Book Cover

Modern Odysseys

Cavafy, Woolf, Césaire, and a Poetics of Indirection

Michelle Zerba

250 pp. 6 x 9
Pub Date: February, 2021

Subjects: Classics
Gender & Sexuality Studies
Literary Studies, British & Irish
Literary Theory
Race & Ethnic Studies

Series: Classical Memories/Modern Identities

Order Hardcover $99.95   ISBN: 978-0-8142-1464-0
Order PDF ebook$29.95   ISBN: 978-0-8142-8098-0

“With its focus on the soft pre-Homeric tradition as the prehistory of its post-Homeric continuation leading up to the twentieth-century odysseys re-told by Cavafy, Woolf, and Césaire, Michelle Zerba’s study fills a very relevant gap of scholarly research.” —Dieter Fuchs, James Joyce Quarterly

“In addition to being riveting to read, Modern Odysseys offers readers a compelling new framework for thinking about the emergence of counter subjectivities within international modernism and enlivens scholarly debates about the modern afterlives of Homer’s Odyssey. The author’s intellectual flair, theoretical verve, and impressive range all command attention.” —Emily Greenwood, author of Afro-Greeks: Dialogues Between Anglophone Caribbean Literature and Classics in the Twentieth Century

“The book’s distinctiveness and charm are enhanced by the author’s clarity and usefulness. Modern Odysseys makes a valuable intervention in the popular subfield of reception studies within classics.” —Alexander Beecroft, author of Authorship and Cultural Identity in Early Greece and China: Patterns of Literary Circulation

Michelle Zerba’s Modern Odysseys explores three major writers in global modernism from the Mediterranean, Anglo-European Britain, and the Caribbean whose groundbreaking literary works have never been studied together before. Using language as an instrument of revolution and social change, C. P. Cavafy, Virginia Woolf, and Aimé Césaire gave expression to the forms of human experience we now associate with modernity: homoeroticism, transsexuality, and racial consciousness. More specifically, Zerba argues that Odyssean tropes of diffusion, isolation, passage, and return give form to works by these writers but in ways that invite us to reconsider and revise the basic premises of reception studies and intellectual history.

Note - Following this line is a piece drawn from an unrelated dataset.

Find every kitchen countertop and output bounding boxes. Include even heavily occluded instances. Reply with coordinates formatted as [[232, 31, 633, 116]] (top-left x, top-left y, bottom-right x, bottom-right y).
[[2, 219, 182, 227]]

Combining close readings of literary texts with the study of interviews, essays, diaries, and letters, Zerba advances a revisionary account of how to approach relationships between antiquity and modernity. Instead of frontal encounters with the Odyssey, Cavafy, Woolf, and Césaire indirectly—but no less significantly—engage with Homer’s epic poem. In demonstrating how such encounters operate, Modern Odysseys explores issues of race and sexuality that connect antiquity with the modern period.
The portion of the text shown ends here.